Remember this is a double-edged sword, this power. At this New Moon, be careful what you wish for.

It’s worth noting that Venus entered Capricorn not long ago. The planet of creativity and beauty and relationship is now in the sign of hard work. Again, visions can become real.

Aquarius is a visionary sign, an idealist and a philosopher, forward thinking and innovative.

Heaven knows we need positive, hopeful visions these days. Yet we also need them to be real. The original use of the phrase “brave new world” is in Shakespeare’s play The Tempest, when Miranda sees other human beings for the first time.

She has lived in a magical world with her father, a world that protected her but was a very limited version of what the world was really like. As the play ends, her father sets magic aside to rejoin the world of princes and politics, giving his daughter a wider, richer future.

Aldous Huxley’s book of that name presented a rather different view. He showed a truncated, limited society in which a drug-induced happiness replaces the full experience of being human. We value the pursuit of happiness, but at what cost?

This New Moon ushers in a new world. One that calls for bravery, no doubt. What balance between fantasy and reality are we seeking? Please note, I do not automatically equate “reality” with technology or even science. Indeed, some forms of technology can take us very far indeed from anything real.

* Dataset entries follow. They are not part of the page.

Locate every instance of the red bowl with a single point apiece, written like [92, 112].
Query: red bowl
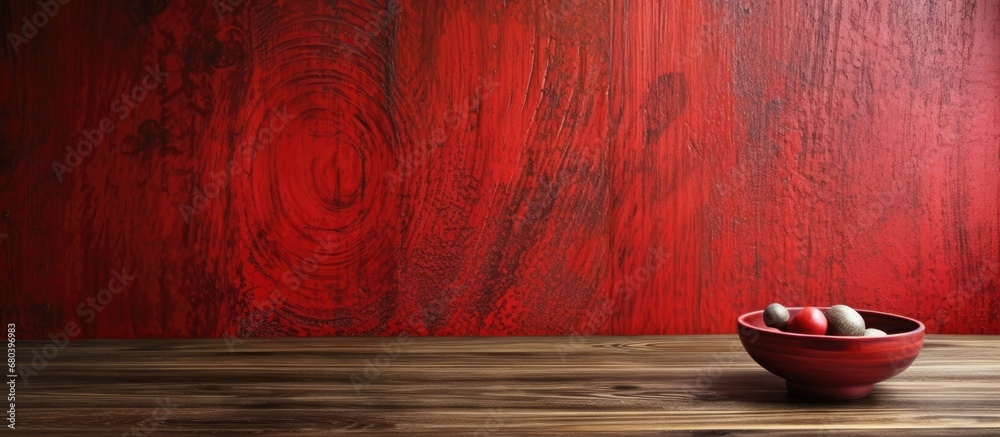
[831, 367]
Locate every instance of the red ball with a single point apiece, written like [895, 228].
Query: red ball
[809, 320]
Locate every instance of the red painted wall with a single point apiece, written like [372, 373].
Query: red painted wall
[495, 168]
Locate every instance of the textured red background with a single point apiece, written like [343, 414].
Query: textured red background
[499, 167]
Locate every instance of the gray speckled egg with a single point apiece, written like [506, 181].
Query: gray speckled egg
[872, 332]
[776, 316]
[843, 320]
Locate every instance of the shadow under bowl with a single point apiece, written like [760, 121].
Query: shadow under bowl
[831, 367]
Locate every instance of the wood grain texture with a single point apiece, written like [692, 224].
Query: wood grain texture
[488, 168]
[490, 386]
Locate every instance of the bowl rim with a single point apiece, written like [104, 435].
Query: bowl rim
[920, 327]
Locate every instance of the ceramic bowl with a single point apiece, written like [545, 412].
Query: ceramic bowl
[828, 367]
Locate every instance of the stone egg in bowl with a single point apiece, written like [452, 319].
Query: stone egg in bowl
[827, 367]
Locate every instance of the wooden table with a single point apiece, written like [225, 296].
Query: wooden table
[485, 386]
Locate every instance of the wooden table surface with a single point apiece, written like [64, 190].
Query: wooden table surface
[485, 386]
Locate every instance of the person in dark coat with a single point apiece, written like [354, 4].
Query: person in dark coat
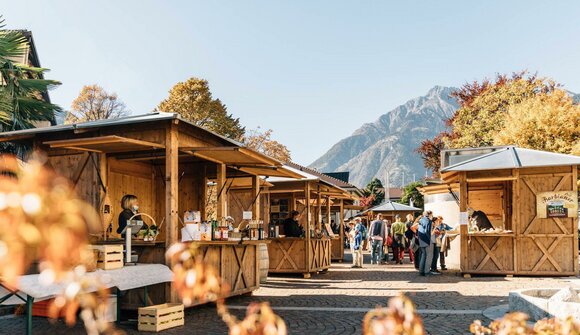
[130, 205]
[291, 226]
[480, 218]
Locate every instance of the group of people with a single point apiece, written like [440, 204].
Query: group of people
[423, 238]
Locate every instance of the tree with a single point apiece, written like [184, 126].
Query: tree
[262, 141]
[430, 151]
[23, 87]
[94, 103]
[482, 112]
[410, 193]
[374, 193]
[193, 100]
[483, 107]
[549, 122]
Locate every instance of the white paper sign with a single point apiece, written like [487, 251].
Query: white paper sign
[463, 218]
[247, 215]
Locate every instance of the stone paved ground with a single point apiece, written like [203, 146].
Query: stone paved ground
[335, 302]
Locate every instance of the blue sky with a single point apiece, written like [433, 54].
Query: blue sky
[313, 71]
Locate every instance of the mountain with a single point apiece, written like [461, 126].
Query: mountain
[389, 143]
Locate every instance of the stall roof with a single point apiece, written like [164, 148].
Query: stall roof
[390, 206]
[231, 153]
[512, 157]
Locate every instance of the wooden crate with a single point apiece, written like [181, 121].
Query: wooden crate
[160, 317]
[110, 256]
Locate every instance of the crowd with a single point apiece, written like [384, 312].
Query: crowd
[423, 238]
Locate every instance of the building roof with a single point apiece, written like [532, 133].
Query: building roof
[132, 119]
[390, 206]
[512, 157]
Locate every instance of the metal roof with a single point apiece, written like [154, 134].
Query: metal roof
[512, 157]
[149, 117]
[389, 206]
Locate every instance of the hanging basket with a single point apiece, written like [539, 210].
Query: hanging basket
[149, 235]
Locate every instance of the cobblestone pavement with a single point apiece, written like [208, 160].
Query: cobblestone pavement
[335, 302]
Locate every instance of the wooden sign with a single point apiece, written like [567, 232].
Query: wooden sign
[562, 204]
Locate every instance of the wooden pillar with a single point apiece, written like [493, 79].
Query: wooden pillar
[221, 210]
[256, 197]
[319, 211]
[463, 199]
[171, 195]
[171, 185]
[328, 210]
[307, 228]
[341, 227]
[575, 220]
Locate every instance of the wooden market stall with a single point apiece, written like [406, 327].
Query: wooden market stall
[530, 198]
[315, 199]
[172, 166]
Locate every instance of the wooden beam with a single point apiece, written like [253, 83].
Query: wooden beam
[171, 192]
[221, 180]
[100, 140]
[256, 197]
[307, 228]
[463, 200]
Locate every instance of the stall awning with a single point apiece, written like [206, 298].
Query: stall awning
[105, 144]
[242, 159]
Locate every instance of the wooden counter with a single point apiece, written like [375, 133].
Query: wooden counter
[237, 263]
[292, 255]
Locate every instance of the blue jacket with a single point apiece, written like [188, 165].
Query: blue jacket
[357, 240]
[424, 229]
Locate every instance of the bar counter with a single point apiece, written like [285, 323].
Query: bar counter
[292, 255]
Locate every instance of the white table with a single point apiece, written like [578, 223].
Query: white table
[126, 278]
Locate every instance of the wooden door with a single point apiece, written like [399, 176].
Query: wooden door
[545, 246]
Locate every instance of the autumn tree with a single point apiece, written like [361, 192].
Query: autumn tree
[412, 195]
[94, 103]
[549, 122]
[193, 100]
[483, 107]
[374, 193]
[262, 141]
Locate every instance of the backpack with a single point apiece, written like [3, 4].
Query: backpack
[377, 228]
[363, 231]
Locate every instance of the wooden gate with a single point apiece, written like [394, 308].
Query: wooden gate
[545, 246]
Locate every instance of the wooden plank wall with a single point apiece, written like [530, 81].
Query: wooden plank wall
[545, 246]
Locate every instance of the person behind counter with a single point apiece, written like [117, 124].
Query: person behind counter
[291, 226]
[130, 205]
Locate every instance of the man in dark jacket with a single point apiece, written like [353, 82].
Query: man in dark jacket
[424, 236]
[291, 226]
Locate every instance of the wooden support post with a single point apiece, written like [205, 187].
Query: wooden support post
[319, 211]
[575, 220]
[203, 200]
[463, 200]
[341, 228]
[171, 194]
[171, 185]
[328, 210]
[256, 197]
[221, 209]
[307, 228]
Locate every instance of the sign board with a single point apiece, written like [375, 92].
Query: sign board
[247, 215]
[562, 204]
[463, 218]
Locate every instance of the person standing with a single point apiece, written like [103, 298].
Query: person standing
[358, 245]
[409, 236]
[424, 232]
[378, 236]
[398, 230]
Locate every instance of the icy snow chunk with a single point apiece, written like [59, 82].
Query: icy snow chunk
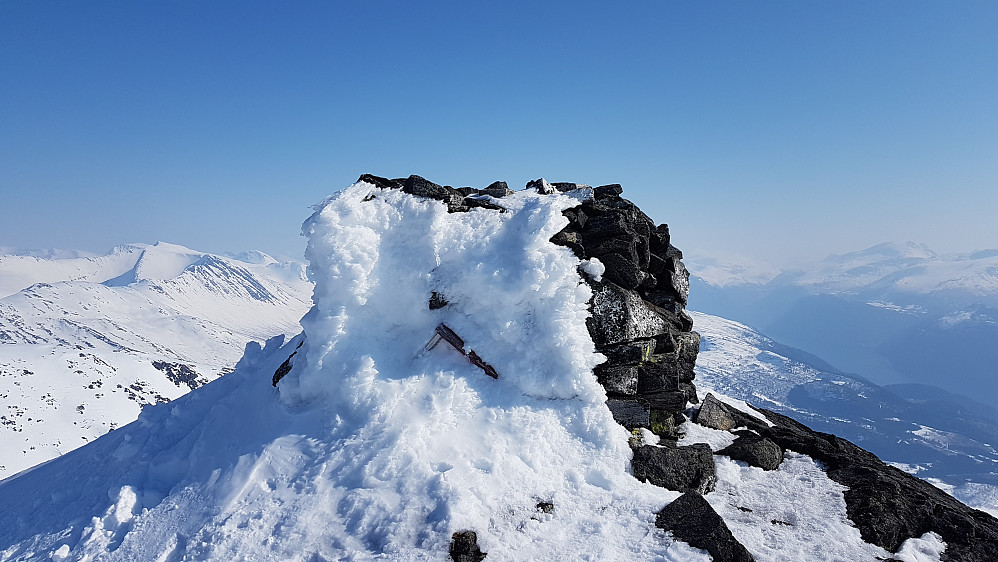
[927, 548]
[514, 298]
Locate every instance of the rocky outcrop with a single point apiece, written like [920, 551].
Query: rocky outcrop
[754, 450]
[638, 320]
[887, 505]
[464, 547]
[684, 469]
[691, 519]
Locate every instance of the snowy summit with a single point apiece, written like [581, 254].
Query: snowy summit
[464, 387]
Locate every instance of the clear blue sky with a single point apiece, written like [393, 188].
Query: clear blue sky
[769, 129]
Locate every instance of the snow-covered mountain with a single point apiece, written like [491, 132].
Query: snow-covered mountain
[86, 341]
[893, 313]
[380, 433]
[946, 439]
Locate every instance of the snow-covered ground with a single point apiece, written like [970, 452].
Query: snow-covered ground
[91, 340]
[373, 447]
[741, 363]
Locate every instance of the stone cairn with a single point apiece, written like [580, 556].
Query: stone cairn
[639, 322]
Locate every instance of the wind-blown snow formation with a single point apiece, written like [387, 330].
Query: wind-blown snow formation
[90, 340]
[374, 445]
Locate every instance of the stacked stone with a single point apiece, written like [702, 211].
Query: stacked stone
[638, 320]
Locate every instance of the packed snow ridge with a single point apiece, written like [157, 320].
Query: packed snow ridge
[462, 387]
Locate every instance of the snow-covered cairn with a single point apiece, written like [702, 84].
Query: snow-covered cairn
[639, 321]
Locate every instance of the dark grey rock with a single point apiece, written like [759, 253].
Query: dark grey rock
[541, 185]
[714, 414]
[619, 315]
[625, 246]
[417, 185]
[576, 218]
[660, 374]
[684, 469]
[464, 547]
[498, 189]
[888, 506]
[660, 240]
[622, 271]
[689, 391]
[618, 379]
[754, 450]
[670, 401]
[284, 368]
[180, 374]
[692, 520]
[605, 191]
[630, 352]
[437, 301]
[570, 239]
[688, 347]
[568, 186]
[383, 183]
[609, 225]
[628, 413]
[478, 203]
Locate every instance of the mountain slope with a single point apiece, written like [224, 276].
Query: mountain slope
[443, 399]
[946, 441]
[894, 313]
[78, 358]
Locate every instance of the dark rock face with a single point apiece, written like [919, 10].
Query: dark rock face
[714, 414]
[639, 322]
[464, 547]
[692, 520]
[888, 505]
[684, 469]
[497, 189]
[638, 308]
[754, 450]
[179, 374]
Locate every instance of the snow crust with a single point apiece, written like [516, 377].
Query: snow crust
[78, 355]
[374, 447]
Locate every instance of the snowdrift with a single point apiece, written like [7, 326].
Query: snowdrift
[359, 439]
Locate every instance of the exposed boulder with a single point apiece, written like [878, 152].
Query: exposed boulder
[629, 413]
[620, 316]
[887, 505]
[542, 186]
[755, 450]
[684, 469]
[497, 189]
[618, 379]
[383, 183]
[692, 520]
[714, 414]
[464, 547]
[417, 185]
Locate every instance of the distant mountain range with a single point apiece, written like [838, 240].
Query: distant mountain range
[948, 439]
[86, 341]
[893, 313]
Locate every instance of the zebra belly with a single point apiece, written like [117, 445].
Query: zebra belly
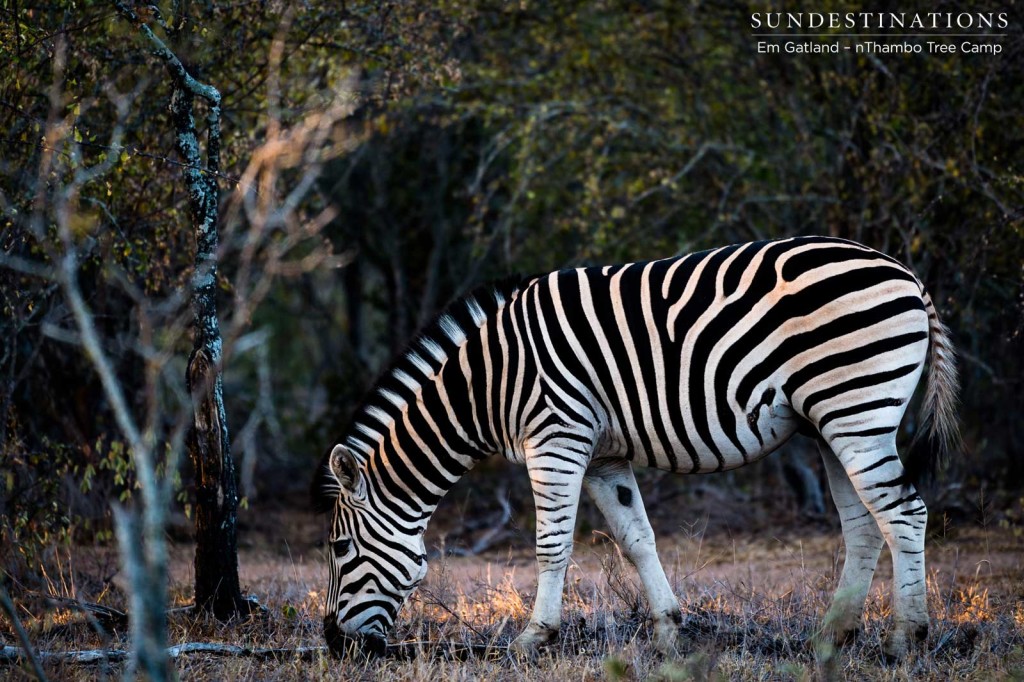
[775, 423]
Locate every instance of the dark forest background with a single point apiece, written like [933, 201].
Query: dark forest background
[479, 139]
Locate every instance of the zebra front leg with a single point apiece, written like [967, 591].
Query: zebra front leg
[878, 475]
[613, 488]
[556, 477]
[863, 544]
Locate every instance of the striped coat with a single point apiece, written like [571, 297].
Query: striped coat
[694, 365]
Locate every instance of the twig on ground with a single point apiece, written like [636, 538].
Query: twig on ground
[27, 651]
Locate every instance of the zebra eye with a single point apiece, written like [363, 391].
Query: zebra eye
[340, 547]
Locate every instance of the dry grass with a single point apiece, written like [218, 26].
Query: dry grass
[752, 607]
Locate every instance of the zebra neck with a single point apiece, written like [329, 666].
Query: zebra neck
[430, 435]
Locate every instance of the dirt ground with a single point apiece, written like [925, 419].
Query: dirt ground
[753, 601]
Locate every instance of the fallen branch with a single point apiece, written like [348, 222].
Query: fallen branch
[399, 650]
[16, 654]
[498, 528]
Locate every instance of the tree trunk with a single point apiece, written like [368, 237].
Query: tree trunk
[216, 494]
[216, 489]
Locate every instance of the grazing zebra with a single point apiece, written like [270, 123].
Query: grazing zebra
[693, 365]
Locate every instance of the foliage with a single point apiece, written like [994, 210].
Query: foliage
[487, 138]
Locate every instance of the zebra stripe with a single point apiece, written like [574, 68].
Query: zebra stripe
[695, 365]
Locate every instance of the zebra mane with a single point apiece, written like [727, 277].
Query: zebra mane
[437, 341]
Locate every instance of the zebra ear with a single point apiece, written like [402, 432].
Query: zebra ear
[337, 471]
[345, 467]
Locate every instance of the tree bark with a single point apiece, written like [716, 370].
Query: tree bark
[209, 446]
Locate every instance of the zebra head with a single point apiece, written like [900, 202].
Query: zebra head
[374, 564]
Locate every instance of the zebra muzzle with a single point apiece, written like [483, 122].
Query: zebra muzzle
[343, 645]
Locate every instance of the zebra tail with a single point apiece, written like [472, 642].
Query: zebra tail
[937, 431]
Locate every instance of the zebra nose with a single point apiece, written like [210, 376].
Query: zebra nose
[338, 643]
[341, 644]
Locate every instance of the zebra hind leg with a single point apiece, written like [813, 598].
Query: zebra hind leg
[556, 476]
[613, 488]
[877, 474]
[863, 544]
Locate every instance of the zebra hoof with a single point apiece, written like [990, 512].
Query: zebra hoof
[532, 639]
[667, 634]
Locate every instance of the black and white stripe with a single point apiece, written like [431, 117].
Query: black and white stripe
[695, 365]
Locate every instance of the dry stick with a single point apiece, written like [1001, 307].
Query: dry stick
[14, 653]
[23, 636]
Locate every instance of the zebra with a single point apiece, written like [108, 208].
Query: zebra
[694, 365]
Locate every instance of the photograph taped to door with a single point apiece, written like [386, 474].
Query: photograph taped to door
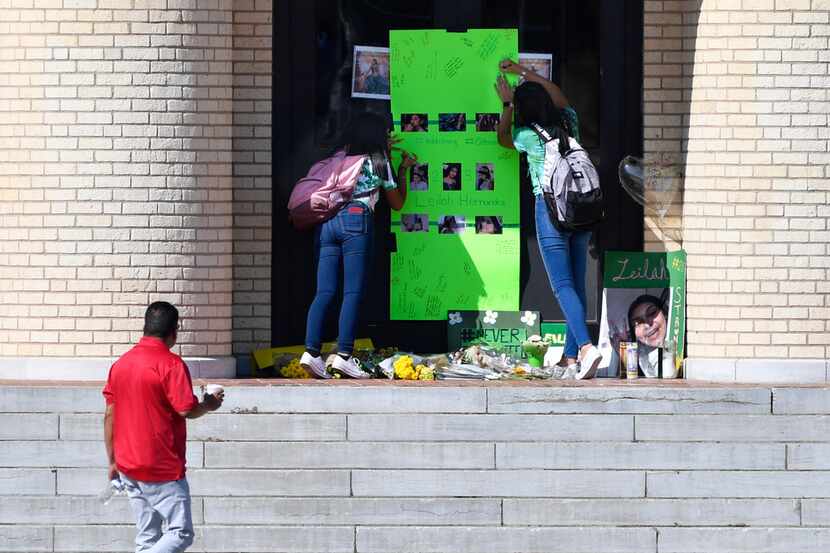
[370, 73]
[541, 64]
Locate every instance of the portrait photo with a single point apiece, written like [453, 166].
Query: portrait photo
[451, 224]
[452, 176]
[452, 122]
[419, 177]
[487, 122]
[638, 315]
[370, 73]
[485, 177]
[488, 224]
[414, 122]
[414, 222]
[541, 64]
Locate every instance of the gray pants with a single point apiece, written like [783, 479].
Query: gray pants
[162, 514]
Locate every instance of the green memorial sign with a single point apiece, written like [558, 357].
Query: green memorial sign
[458, 234]
[644, 301]
[501, 330]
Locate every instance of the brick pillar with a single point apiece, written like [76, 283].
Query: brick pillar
[115, 182]
[736, 95]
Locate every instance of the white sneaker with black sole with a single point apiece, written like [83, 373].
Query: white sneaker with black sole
[589, 364]
[350, 367]
[314, 365]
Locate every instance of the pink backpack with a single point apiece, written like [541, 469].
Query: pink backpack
[328, 186]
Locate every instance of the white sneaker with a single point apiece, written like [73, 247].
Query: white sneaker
[349, 367]
[589, 364]
[314, 365]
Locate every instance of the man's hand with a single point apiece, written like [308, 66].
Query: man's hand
[504, 90]
[112, 473]
[213, 402]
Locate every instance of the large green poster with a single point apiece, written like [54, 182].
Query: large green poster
[458, 234]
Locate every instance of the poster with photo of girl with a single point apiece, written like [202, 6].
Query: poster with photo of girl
[644, 301]
[370, 73]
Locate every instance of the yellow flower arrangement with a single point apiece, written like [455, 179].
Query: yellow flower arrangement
[294, 370]
[405, 369]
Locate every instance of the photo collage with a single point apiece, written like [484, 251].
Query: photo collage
[451, 175]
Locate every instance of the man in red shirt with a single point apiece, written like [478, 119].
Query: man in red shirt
[149, 395]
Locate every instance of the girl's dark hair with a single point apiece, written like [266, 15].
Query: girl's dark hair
[645, 298]
[368, 134]
[534, 105]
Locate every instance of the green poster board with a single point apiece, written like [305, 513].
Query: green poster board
[636, 286]
[457, 240]
[502, 330]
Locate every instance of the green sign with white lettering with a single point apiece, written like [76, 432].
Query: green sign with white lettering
[644, 301]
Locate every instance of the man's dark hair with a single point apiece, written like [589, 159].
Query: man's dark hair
[161, 319]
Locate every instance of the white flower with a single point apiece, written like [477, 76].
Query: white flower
[529, 318]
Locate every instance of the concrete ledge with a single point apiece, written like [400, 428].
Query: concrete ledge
[757, 371]
[97, 368]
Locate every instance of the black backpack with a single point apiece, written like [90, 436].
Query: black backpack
[570, 183]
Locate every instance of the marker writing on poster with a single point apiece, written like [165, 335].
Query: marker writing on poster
[488, 46]
[643, 272]
[452, 66]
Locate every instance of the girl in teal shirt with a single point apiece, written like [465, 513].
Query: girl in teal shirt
[564, 253]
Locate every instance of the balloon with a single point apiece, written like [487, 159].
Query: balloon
[651, 187]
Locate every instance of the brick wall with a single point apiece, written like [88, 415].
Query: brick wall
[251, 176]
[135, 163]
[344, 468]
[736, 100]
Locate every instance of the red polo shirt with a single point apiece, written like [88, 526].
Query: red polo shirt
[148, 386]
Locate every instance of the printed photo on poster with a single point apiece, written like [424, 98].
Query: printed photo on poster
[451, 224]
[370, 73]
[638, 315]
[488, 224]
[485, 177]
[415, 222]
[644, 304]
[541, 64]
[419, 177]
[452, 176]
[414, 122]
[487, 122]
[452, 122]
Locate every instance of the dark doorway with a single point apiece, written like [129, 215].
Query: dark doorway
[597, 51]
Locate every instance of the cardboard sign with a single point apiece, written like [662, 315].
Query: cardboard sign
[644, 301]
[457, 235]
[502, 330]
[556, 333]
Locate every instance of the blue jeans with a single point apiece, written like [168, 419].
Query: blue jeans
[565, 255]
[347, 235]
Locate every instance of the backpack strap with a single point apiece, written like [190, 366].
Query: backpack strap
[543, 134]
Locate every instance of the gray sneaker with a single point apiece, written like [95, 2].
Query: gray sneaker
[350, 367]
[589, 364]
[314, 365]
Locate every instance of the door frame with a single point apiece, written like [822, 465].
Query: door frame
[621, 133]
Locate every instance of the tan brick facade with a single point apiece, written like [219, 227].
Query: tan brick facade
[736, 98]
[136, 166]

The question remains. It is especially relevant at this New Moon.

What do I mean, what do you mean, by reality? How much of it do we want? In what form? And what are the limits of our choices?

As we integrate the past and step into our own brave new worlds, what are our intentions? Perhaps one important wish is that we share our individual strands and weave them together into a beautiful pattern for communities of the future.